Journal of Physics Conference Series ◽

10.1088/1742-6596/2090/1/012138 ◽

2021 ◽

Vol 2090 (1) ◽

pp. 012138

Author(s):

I M Indrupskiy ◽

P A Chageeva

Keyword(s):

Relaxation Time ◽

Phase Behavior ◽

Relaxation Process ◽

Thermodynamic Analysis ◽

Balance Equation ◽

Equilibrium Phase ◽

Characteristic Relaxation Time ◽

Relaxation Model ◽

Entropy Balance ◽

Non Equilibrium

Abstract Mathematical models of phase behavior are widely used to describe multiphase oil and gas-condensate systems during hydrocarbon recovery from natural petroleum reservoirs. Previously a non-equilibrium phase behavior model was proposed as an extension over generally adopted equilibrium models. It is based on relaxation of component chemical potentials difference between phases and provides accurate calculations in some typical situations when non-instantaneous changing of phase fractions and compositions in response to variations of pressure or total composition is to be considered. In this paper we present a thermodynamic analysis of the relaxation model. General equations of non-equilibrium thermodynamics for multiphase flows in porous media are considered, and reduced entropy balance equation for the relaxation process is obtained. Isotropic relaxation process is simulated for a real multicomponent hydrocarbon system with different values of characteristic relaxation time using the non-equilibrium model implemented in the PVT Designer module of the RFD tNavigator simulation software.
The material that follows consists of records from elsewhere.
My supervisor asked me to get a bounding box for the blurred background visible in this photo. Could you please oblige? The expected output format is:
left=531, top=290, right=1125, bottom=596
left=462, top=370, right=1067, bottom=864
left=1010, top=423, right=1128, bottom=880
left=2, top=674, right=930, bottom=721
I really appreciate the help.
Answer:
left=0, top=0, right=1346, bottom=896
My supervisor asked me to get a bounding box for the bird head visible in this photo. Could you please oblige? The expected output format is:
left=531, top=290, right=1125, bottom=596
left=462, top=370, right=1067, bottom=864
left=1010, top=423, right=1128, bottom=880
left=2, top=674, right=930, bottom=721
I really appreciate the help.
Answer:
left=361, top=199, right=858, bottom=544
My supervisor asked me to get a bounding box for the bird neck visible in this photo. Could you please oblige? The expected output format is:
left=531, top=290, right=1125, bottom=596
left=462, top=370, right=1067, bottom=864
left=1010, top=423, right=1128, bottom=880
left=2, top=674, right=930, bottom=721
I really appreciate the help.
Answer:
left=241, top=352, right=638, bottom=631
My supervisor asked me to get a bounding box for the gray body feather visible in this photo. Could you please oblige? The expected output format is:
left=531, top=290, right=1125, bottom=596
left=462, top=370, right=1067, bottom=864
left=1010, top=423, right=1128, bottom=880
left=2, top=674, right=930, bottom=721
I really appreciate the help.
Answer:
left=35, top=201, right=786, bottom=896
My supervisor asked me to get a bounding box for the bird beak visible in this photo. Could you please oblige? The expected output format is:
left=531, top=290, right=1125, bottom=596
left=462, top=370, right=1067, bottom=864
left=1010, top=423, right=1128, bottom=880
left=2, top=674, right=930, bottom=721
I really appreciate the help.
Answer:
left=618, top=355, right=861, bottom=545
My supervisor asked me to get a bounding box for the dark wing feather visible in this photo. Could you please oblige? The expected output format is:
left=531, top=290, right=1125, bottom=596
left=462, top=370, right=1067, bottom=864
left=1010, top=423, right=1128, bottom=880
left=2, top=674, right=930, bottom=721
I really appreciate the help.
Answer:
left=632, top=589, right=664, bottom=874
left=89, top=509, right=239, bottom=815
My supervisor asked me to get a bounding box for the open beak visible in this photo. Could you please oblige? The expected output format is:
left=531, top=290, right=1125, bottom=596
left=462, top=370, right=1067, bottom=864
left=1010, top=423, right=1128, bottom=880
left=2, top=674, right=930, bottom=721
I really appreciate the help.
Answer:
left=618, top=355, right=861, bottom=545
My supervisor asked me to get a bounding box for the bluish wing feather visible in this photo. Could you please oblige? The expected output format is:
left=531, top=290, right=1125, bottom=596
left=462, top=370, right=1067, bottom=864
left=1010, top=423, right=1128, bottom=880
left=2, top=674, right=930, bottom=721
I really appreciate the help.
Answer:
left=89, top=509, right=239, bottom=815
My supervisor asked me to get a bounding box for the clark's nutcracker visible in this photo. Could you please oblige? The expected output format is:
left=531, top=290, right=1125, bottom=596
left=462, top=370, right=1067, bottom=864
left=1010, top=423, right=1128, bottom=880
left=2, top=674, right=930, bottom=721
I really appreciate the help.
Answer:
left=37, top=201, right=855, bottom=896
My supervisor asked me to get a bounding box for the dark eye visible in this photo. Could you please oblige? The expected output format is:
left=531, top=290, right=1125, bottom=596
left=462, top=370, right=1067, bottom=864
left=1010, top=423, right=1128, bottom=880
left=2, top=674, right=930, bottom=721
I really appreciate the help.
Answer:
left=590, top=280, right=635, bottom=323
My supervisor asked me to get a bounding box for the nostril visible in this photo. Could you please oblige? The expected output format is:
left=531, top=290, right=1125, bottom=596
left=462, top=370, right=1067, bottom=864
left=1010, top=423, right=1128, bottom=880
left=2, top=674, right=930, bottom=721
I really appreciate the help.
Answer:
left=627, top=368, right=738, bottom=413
The results are processed with a special algorithm implemented in Matlab to calculate graphs of the total entropy time derivative and its constituents in the entropy balance equation. It is shown that the constituents have different signs, and the greatest influence on the entropy is associated with the interphase flow of the major component of the mixture and the change of the total system volume in the isotropic process. The characteristic relaxation time affects the rate at which the entropy is approaching its maximum value.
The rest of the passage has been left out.